# lax-sql
Lax SQL formatter, usable as a Rust library or as a
[dprint](https://dprint.dev) plugin.
## Philosophy
This formatter is deliberately lax: it never interprets your SQL beyond
splitting it into statements and clauses, and it never rewrites a token.
Statements are split at top level clause keywords (`select`, `from`,
`where`, joins, ...) and each clause goes on its own line; the layout
within a clause follows the configured `clauseStyle` (see below). The
output is canonical: the same query formats the same way regardless of how
it was typed, so author line breaks are not consulted.
Because nothing is interpreted, the formatter is dialect agnostic by
construction: PostgreSQL dollar quoting and `E'...'` escape strings, MySQL
backticks, T-SQL bracket identifiers and `#temp` tables, and placeholder
styles (`?`, `$1`, `:name`, `@var`) are all opaque tokens that pass through
untouched. The corpus test runs the formatter over the sqlfluff dialect
fixtures, about 2150 files across 30 dialects, under every clause style.

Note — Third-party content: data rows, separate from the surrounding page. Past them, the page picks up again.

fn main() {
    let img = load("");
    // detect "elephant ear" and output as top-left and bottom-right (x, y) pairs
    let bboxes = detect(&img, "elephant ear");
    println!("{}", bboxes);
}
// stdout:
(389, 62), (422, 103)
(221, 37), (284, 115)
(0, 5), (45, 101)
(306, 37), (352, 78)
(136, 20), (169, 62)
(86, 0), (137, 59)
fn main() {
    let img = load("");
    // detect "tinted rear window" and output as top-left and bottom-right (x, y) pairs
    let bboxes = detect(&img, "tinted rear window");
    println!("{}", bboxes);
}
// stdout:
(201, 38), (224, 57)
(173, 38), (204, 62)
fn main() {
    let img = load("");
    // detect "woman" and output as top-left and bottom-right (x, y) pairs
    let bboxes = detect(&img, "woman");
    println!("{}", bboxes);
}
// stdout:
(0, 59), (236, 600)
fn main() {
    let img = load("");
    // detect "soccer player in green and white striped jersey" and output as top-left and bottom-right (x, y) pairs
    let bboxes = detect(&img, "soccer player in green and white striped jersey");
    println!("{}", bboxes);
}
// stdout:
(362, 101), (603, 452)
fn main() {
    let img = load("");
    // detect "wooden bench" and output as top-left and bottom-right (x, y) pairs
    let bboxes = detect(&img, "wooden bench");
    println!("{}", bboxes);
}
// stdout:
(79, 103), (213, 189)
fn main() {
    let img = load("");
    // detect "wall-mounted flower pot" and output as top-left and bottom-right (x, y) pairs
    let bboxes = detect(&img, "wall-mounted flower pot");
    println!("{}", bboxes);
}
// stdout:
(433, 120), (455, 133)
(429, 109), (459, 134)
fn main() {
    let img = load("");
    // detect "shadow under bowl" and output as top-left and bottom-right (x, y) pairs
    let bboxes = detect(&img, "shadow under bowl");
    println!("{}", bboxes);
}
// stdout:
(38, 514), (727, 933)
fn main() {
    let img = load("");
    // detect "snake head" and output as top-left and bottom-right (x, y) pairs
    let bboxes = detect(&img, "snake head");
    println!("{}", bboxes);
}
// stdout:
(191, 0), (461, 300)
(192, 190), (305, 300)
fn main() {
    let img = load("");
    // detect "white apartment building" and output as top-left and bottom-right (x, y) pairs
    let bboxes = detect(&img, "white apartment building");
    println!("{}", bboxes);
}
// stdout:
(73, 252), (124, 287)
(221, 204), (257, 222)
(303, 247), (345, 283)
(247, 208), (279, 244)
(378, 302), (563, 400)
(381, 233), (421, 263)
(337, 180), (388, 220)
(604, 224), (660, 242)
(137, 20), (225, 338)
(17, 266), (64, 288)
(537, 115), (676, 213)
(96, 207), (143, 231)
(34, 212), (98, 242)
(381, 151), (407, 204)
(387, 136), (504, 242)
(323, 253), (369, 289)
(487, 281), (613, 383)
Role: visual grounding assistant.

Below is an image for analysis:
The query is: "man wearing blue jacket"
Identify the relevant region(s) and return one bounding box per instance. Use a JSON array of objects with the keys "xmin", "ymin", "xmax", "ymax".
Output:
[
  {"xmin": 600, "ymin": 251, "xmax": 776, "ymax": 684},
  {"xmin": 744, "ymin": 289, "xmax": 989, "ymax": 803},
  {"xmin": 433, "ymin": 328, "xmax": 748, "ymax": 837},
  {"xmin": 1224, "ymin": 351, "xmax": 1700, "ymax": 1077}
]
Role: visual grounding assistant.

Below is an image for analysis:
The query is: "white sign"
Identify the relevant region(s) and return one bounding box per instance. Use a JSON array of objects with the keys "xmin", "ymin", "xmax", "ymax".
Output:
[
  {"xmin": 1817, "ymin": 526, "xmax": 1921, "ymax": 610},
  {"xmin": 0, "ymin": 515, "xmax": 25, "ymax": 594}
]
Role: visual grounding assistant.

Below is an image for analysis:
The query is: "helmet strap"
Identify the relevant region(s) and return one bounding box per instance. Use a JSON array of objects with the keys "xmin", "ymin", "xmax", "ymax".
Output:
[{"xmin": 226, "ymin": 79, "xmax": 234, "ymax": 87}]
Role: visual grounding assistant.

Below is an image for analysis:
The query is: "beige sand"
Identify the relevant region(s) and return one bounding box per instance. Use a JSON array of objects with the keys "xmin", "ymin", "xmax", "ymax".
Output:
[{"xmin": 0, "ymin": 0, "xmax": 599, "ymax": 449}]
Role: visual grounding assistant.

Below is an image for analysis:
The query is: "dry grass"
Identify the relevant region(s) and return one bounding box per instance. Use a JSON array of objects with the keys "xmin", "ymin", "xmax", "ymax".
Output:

Three dialect ambiguities are resolved in favor of being position
independent and standard, so that formatting stays idempotent: a backslash
inside a regular single quoted string is a literal character (use `''`
doubling or `E'...'` strings); BigQuery triple quoted strings are not
recognized because they collide with standard quote doubling; and `#`
starts a comment only when followed by whitespace, so a MySQL `#comment`
with no space is read as tokens while a T-SQL `#temp` reference is an
identifier no matter where it lands on a line.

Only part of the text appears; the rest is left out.